Niger : Le gouvernement prend des mesures contre la famine

par Daouda Hamadou

Pour favoriser l’approvisionnement des marchés en denrées alimentaires, le gouvernement a décidé de suspendre de tous droits et taxes à l’importation, certains produits comme le mil et le sorgho (aliments de base), le maïs, la farine de manioc, les aliments pour bétail (graines de coton, son), a indiqué vendredi le ministre nigérien du Commerce, Sala Habi Salissou.

S’exprimant devant le Parlement, Sala Habi Salissou, a souligné que cette décision s’inscrit dans le cadre des mesures d’accompagnement pour minimiser les effets de la famine qui menace le Niger.

Selon M. Habi Salissou, l’importation de ces produits est également exonérée des perceptions de fonds de garantie et de feuilles d’escorte.

Il a précisé qu’au titre de la facilitation des transactions, le gouvernement nigérien a autorisé l’importation, par des opérateurs nationaux, de plus de 300.000 tonnes de riz pour approvisionner les marchés.

"Il fallait le faire parce que c’est un apport substantiel pour que les populations puissent trouver très rapidement tout ce qui est nécessaire à leur alimentation", a indiqué le ministre.

Selon le ministre nigérien du Commerce, une opération de vente de céréales à prix modérés de 67.000 tonnes de céréales est en cours depuis un mois et va durer jusqu’en août.

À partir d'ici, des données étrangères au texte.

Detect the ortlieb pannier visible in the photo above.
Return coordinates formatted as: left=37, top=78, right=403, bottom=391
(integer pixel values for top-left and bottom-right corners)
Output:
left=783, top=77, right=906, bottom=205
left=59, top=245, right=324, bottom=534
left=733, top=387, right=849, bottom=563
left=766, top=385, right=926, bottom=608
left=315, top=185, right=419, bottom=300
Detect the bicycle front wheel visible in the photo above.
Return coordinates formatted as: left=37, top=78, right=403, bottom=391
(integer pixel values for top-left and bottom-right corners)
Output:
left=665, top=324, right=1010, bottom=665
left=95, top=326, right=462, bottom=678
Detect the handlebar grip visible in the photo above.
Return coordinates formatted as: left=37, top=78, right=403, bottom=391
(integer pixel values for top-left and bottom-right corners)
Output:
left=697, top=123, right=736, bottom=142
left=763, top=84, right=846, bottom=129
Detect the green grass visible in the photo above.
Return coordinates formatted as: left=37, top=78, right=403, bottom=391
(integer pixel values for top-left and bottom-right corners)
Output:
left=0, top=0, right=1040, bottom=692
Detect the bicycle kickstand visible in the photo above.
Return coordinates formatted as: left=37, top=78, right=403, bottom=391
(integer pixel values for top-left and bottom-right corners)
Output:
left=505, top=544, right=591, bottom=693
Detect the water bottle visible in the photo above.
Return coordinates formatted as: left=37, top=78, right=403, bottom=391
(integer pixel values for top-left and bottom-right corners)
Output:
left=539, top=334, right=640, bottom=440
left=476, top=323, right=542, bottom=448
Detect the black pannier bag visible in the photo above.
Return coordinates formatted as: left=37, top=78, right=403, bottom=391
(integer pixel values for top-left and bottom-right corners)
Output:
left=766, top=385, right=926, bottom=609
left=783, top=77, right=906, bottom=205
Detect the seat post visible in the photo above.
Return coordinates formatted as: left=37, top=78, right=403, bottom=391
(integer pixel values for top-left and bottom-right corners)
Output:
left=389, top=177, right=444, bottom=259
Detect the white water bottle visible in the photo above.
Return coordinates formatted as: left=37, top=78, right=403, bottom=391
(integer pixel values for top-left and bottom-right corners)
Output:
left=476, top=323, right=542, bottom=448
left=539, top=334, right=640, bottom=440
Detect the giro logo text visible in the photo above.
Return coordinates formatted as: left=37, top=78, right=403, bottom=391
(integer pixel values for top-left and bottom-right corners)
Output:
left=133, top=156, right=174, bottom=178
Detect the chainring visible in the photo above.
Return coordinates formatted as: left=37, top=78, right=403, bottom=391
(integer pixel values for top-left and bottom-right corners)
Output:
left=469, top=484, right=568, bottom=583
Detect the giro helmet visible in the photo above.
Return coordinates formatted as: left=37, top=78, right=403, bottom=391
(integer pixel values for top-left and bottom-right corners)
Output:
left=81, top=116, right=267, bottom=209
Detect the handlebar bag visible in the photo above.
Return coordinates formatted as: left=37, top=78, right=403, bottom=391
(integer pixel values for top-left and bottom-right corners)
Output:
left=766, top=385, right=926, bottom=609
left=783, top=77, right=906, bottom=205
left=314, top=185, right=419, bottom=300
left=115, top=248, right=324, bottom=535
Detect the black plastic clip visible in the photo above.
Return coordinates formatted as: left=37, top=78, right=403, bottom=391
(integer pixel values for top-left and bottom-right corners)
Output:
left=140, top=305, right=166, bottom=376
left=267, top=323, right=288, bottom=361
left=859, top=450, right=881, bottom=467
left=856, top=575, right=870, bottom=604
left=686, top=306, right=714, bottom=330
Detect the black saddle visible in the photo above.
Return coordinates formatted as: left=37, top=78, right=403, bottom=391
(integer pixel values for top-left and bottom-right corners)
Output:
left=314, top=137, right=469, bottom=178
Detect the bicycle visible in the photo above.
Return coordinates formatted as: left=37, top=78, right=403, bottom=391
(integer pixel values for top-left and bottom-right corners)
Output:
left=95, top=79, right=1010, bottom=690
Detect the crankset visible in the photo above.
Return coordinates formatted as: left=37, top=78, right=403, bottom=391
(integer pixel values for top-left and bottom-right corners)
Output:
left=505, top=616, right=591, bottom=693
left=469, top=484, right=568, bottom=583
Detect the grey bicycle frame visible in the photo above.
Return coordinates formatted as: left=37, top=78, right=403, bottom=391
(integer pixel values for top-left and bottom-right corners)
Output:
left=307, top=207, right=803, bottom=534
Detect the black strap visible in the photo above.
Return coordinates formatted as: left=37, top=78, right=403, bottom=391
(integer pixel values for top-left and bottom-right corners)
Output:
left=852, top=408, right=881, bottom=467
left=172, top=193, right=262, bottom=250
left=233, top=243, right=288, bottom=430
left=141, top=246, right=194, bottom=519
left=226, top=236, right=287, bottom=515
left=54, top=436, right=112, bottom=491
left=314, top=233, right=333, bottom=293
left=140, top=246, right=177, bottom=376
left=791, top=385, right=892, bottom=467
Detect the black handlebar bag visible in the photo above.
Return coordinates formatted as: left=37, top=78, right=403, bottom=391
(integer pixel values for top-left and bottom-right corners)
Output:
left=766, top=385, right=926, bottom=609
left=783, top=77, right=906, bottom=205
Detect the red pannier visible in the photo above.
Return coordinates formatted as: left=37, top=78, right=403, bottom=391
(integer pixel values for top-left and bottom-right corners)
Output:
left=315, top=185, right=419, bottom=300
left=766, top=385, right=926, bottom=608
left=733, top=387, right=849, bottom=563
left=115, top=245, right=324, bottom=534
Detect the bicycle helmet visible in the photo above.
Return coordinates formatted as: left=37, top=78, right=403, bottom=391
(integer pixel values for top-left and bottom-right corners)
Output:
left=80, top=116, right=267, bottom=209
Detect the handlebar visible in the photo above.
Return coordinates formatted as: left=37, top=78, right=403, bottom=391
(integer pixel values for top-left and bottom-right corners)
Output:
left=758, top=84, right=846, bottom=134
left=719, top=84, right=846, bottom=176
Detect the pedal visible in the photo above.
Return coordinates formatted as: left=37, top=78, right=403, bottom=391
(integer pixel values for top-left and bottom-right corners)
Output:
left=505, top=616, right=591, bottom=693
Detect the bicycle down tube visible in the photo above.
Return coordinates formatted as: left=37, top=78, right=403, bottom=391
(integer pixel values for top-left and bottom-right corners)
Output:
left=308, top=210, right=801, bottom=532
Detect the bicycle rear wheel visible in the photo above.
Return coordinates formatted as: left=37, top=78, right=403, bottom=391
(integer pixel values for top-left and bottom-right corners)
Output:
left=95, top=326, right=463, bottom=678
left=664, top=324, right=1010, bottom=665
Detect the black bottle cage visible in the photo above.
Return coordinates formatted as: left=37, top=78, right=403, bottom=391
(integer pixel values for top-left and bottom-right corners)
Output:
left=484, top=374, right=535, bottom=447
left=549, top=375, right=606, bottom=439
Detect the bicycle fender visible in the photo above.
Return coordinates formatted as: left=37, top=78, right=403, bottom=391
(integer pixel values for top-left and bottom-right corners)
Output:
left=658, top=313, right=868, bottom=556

Dans le cadre de cette opération menée principalement dans les zones chroniquement déficitaires, le sac de mil ou de maïs de 100 kg coûte 10.000 francs CFA, au lieu de 20.000 sur les marchés.

Le gouvernement a également décidé de revoir à la baisse les valeurs du cheptel destiné à l’exportation, pour favoriser le destockage, le bétail étant confronté à un déficit du pâturage, a ajouté le ministre du Commerce.

A l’issue de la campagne agricole passée, le Niger a enregistré un déficit de 223.000 tonnes de céréales à cause de la sécheresse et de l’invasion acridienne.

Suite à cette situation, environ 3,5 millions de personnes sur les 11 millions d’habitants sont confrontées à des difficultés alimentaires, rappelle-t-on.